For BRCA-1 and BRCA-2 mutation carriers, early surveillance protocols will definitely help in earlier diagnosis of these cancers. Biannual surveillance is more beneficial as these cancers tend to grow rapidly. Furthermore, BRCA-1 and BRCA-2 mutation carriers are also prone to develop ovarian cancers so surveillance to detect it is also desirable. [39,40]
An interesting finding which needs to be stressed that the risk of transmission of a mutant gene is equally high from the paternal (father’s) side as that from the maternal side. So a history of breast cancer in father’s ancestors is also an important part of family history and should be specifically asked. 
Prophylactic Tamoxifen/Bilateral oophorectomy (Table 4) are valid options that may reduce the risk of breast cancer for women harbouring BRCA-1 and BRCA-2 mutations.
Previously prophylactic subcutaneous mastectomy with preservation of nipple and areola was performed. Subcutaneous mastectomy has been supplanted by total, or simple, mastectomy (Table 4). [35 , 41-43] This is because only 90-95% of the breast parenchyma is excised in the subcutaneous mastectomy and the development of breast cancer despite this form of surgery has been well documented.  A complete mastectomy should be performed  to the clavicle superiorly, the superior border of the rectus inferiorly, to the sternum medially, and to the anterior border of the latissimus dorsi laterally. Care should be taken to raise thin flaps, and to remove the fascia of the pectoralis major and the entire tail of Spence. There is no need to perform an axillary dissection, and the intercostobrachial cutaneous nerve should be preserved.
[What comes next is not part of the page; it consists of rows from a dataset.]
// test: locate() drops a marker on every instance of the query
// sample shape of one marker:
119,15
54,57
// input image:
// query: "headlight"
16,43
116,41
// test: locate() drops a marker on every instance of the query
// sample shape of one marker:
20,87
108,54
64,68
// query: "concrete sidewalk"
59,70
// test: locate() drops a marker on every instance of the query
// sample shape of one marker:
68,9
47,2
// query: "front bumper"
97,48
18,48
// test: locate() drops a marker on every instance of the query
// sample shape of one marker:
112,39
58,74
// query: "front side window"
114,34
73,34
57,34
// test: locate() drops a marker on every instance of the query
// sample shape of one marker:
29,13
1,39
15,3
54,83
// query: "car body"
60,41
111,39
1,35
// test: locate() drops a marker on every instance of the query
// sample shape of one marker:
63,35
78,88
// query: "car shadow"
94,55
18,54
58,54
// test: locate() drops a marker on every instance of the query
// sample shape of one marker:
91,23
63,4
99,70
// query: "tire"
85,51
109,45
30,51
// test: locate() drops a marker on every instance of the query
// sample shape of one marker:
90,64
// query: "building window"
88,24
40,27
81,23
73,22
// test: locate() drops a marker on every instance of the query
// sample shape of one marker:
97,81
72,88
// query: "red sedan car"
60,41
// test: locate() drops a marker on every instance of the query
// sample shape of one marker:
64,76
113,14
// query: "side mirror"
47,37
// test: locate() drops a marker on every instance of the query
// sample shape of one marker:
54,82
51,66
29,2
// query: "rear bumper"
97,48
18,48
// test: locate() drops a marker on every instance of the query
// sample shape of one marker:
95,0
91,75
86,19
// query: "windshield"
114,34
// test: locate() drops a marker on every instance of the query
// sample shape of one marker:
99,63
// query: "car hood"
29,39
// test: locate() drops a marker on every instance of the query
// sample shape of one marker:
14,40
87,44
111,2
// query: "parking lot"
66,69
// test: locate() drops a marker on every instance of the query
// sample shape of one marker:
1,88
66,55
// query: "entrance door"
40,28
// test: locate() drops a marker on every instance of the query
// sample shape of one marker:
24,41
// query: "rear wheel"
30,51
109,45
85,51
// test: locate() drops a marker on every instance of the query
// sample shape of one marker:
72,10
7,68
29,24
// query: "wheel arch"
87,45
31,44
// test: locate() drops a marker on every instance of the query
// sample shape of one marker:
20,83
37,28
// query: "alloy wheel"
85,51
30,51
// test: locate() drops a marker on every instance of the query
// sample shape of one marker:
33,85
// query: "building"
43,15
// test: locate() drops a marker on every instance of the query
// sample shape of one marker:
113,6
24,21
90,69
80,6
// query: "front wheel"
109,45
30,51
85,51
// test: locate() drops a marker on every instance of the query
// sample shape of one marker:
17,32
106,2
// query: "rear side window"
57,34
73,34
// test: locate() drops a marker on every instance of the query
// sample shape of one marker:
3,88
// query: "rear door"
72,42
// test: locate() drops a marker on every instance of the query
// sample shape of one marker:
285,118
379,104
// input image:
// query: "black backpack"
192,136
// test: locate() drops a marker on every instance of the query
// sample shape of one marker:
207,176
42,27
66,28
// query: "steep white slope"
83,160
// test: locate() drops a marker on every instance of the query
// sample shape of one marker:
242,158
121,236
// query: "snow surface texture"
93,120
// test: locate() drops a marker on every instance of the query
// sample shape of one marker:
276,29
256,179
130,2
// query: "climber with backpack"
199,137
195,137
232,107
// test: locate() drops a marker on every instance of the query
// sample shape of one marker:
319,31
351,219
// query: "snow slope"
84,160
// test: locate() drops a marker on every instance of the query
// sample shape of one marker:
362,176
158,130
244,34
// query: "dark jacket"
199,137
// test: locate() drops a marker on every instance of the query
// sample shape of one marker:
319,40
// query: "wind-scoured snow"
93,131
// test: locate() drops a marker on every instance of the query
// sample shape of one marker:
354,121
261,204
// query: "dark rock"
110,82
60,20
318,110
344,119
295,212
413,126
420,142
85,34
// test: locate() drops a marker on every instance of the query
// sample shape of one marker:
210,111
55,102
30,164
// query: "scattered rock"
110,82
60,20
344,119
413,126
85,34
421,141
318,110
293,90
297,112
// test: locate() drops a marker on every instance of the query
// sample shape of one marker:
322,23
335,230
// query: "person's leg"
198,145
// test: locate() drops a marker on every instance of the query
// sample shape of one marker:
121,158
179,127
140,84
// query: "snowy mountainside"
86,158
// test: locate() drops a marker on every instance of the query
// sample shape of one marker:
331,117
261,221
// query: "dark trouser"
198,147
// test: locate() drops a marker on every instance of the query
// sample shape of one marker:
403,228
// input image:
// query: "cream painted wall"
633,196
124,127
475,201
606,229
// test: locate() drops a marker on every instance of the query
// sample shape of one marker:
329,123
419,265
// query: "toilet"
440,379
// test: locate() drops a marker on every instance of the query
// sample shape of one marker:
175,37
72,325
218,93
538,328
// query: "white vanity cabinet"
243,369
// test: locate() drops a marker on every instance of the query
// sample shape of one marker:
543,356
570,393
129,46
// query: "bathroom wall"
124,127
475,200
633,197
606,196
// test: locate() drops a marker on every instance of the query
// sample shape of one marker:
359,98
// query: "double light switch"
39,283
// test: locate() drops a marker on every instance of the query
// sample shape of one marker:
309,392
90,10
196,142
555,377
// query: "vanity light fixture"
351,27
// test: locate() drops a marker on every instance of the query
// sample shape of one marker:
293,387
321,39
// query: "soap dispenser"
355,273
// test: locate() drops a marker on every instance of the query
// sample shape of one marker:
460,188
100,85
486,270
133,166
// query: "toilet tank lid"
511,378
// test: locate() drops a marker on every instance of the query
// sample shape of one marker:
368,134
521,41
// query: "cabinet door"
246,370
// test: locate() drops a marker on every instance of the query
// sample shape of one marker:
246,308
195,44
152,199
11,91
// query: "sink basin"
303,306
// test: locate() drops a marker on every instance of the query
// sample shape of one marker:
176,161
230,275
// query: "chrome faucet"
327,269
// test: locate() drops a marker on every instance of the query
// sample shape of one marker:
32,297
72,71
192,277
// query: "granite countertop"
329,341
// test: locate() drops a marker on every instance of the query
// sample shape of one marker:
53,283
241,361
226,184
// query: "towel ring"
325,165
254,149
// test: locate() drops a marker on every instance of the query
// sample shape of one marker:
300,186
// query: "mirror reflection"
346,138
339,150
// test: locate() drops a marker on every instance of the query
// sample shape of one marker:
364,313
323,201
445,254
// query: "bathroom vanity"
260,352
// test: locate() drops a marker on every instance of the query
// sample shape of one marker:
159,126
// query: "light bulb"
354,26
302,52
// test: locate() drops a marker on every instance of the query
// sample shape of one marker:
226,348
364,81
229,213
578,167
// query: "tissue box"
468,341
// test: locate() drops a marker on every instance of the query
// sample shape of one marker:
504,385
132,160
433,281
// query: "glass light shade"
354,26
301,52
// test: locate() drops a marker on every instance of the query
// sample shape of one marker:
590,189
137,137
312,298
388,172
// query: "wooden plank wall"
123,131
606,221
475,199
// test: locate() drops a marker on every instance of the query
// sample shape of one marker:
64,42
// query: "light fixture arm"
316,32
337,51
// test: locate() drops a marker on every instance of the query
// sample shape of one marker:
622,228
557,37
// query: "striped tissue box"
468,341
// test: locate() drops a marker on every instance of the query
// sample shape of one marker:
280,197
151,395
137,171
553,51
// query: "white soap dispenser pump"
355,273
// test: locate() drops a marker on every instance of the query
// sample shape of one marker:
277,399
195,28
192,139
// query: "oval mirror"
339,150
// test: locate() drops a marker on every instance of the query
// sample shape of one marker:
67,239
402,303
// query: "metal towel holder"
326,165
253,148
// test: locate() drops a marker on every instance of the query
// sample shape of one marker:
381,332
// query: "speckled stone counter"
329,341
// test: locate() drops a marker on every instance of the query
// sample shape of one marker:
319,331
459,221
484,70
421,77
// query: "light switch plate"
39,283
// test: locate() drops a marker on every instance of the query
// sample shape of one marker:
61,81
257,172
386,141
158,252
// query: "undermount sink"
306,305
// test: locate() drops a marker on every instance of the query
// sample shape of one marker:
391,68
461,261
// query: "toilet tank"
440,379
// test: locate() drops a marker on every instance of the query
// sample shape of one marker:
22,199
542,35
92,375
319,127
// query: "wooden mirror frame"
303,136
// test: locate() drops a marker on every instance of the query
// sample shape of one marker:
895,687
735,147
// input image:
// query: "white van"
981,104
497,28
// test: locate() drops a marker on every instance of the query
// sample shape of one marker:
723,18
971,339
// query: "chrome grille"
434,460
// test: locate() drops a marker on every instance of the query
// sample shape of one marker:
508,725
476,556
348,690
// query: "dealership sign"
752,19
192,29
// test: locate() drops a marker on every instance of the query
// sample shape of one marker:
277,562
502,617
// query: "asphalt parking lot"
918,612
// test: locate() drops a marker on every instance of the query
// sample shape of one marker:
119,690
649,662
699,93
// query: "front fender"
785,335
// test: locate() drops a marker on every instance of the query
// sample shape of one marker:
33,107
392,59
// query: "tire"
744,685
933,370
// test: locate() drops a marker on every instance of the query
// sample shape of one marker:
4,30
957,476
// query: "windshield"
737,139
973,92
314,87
Most women undergo immediate breast reconstruction with either a transverse rectus abdominus myocutaneous flap or with an implant. A close evaluation and collaboration with a plastic surgeon is essential.
Although the evidence outlined herein suggest that these surgical or hormonal interventions may produce significant cancer risk reduction and prolongation of survival, it must be understood that most women decline these interventions. After genetic counseling, interest in proceeding with testing declines to less than 50%.  Studies of women who have tested positive for a BRCA-1 mutation demonstrate that only 17% to 35% were considering prophylactic mastectomy, and 33% to 76% were considering prophylactic oophorectomy. [45,46] A French survey of 179 women attending cancer genetic clinics revealed that 97% were in favour of mammography. 57% supported chemoprevention, 22% favoured prophylactic oophorectomy, and only 10% favoured prophylactic mastectomy.  Other studies have shown that of women who underwent prophylactic mastectomy, 69% were satisfied with the procedure, and 74% reported diminished levels of emotion concern about developing breast cancer. Only 5% expressed regret for having had the surgery. [48,49]
Based on genetic information it is now evident that breast cancers involving BRCA-1 and BRCA-2 mutation are distinct entities and behave different than sporadically occurring breast cancers.
Management strategies of BRCA mutation breast cancers are different and also involve genetic counseling of family members for identification of the mutant genes and advising them about the risk of developing breast cancer and offering them chemoprevention and in selected cases even prophylactic surgery.